Pois, só que não… Logo na primeira paragem, num Horto de renome em Lisboa, foi-me dito que a venda de Limoeiros está proibida devido a uma praga... Uma praga?! Como assim, proibida?!... Em todo o país?!... E ninguém ouviu falar nisso?!... Tanta árvore ali exposta, à escolha e à mão de semear e o meu limão era renegado para uma data nublosa passível de nem acontecer nos tempos mais próximos...

O embate foi grande, mas não desisti, até porque os frutos que me apresentavam como substituto eram os maracujás que detesto, nem posso com o cheiro, os diospiros que só eu é que gosto na família, ou as ameixas que não me inspiram nem um bocadinho. Por isso a minha demanda manteve-se viva e a procura continuou.

Convenci-me, sem nenhuma prova científica ou sequer empírica para o comprovar, de que fora da cidade a vida é mais saudável e a realidade é outra. Ora nas terras aqui à volta o que mais há são Hortos e Lojas Agrícolas, e tinha certeza de que as pragas ou lá o que fosse não chegavam ao ar puro da zona saloia, ou como agora se diz “ao Oeste”.

As buscas na net foram várias e todas em vão. A primeira tentativa merecedora de tal classificação foi numa olaria que também tinha plantas (mas não tinha, nem sabia nada de limões). Valeu a viagem por um vaso alto e esguio com três recortes redondos a que as suculentas vindas de Massamá passaram a chamar casa e a terra necessária para as aconchegar. Várias outras olarias fizeram parte do meu circuito em busca da árvore perdida, a maioria recheadas de andorinhas para pendurar no alpendre, jarros, pratos e travessas coloridos (e até em forma de limão) mais ou menos necessários mas muitos adoptados e trazidos para a nova e antiga casas.

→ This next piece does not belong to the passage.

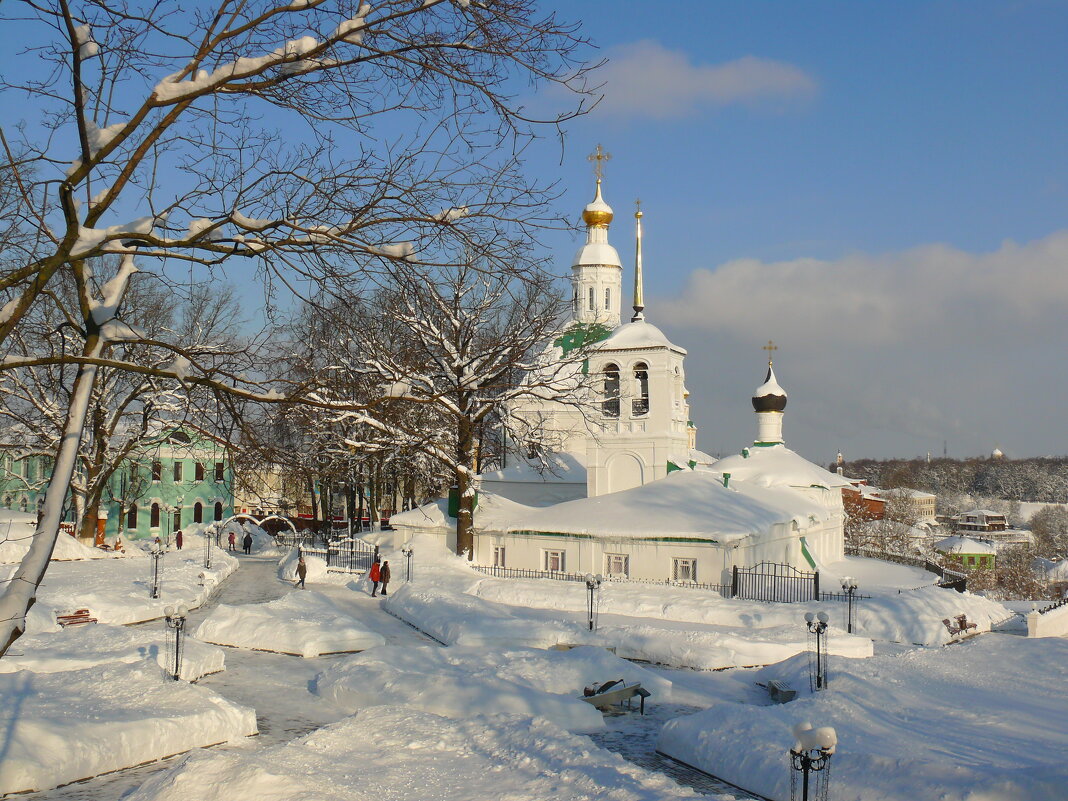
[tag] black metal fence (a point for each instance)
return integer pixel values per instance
(519, 572)
(774, 581)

Um dia, bem fresquinho, fomos à procura de vasos para as Hortenses que foram as primeiras a chegar, para o Aloe Vera que foi a segunda aquisição e que quase definhou nos primeiros dias de Verão por estar no meio do terraço à chapa do Sol, e para uma trepadeira que ainda havia de ser escolhida de acordo com as cores, feitio e qualidades que me inspirassem. E também ali, entre a Ericeira e Mafra, numa loja de estrada com um grande cartaz que prometia as melhores escolhas ao melhor preço, o Limoeiro mantinha-se proscrito devido à tal praga que se estava a tentar conter. Mas, para meu grande espanto e estranheza generalizada, a dita árvore podia ser comprarda desde que directamente a um produtor.

Um produtor… Onde raio ia eu encontrar um produtor de Limoeiros?!... Eu que não sei nada de árvores ou da sua “produção”. Eu que nasci alfacinha mas para quem as alfaces sempre saíram duma prateleira refrigerada dum qualquer supermercado da urbe. Eu que só queria um Limoeiro para mandar fazer um azulejo para a minha casita saloia do Oeste, onde se lesse: “Casa Lima/Limão”. Eu que nem sabia onde se procura um “produtor” de Limoeiros…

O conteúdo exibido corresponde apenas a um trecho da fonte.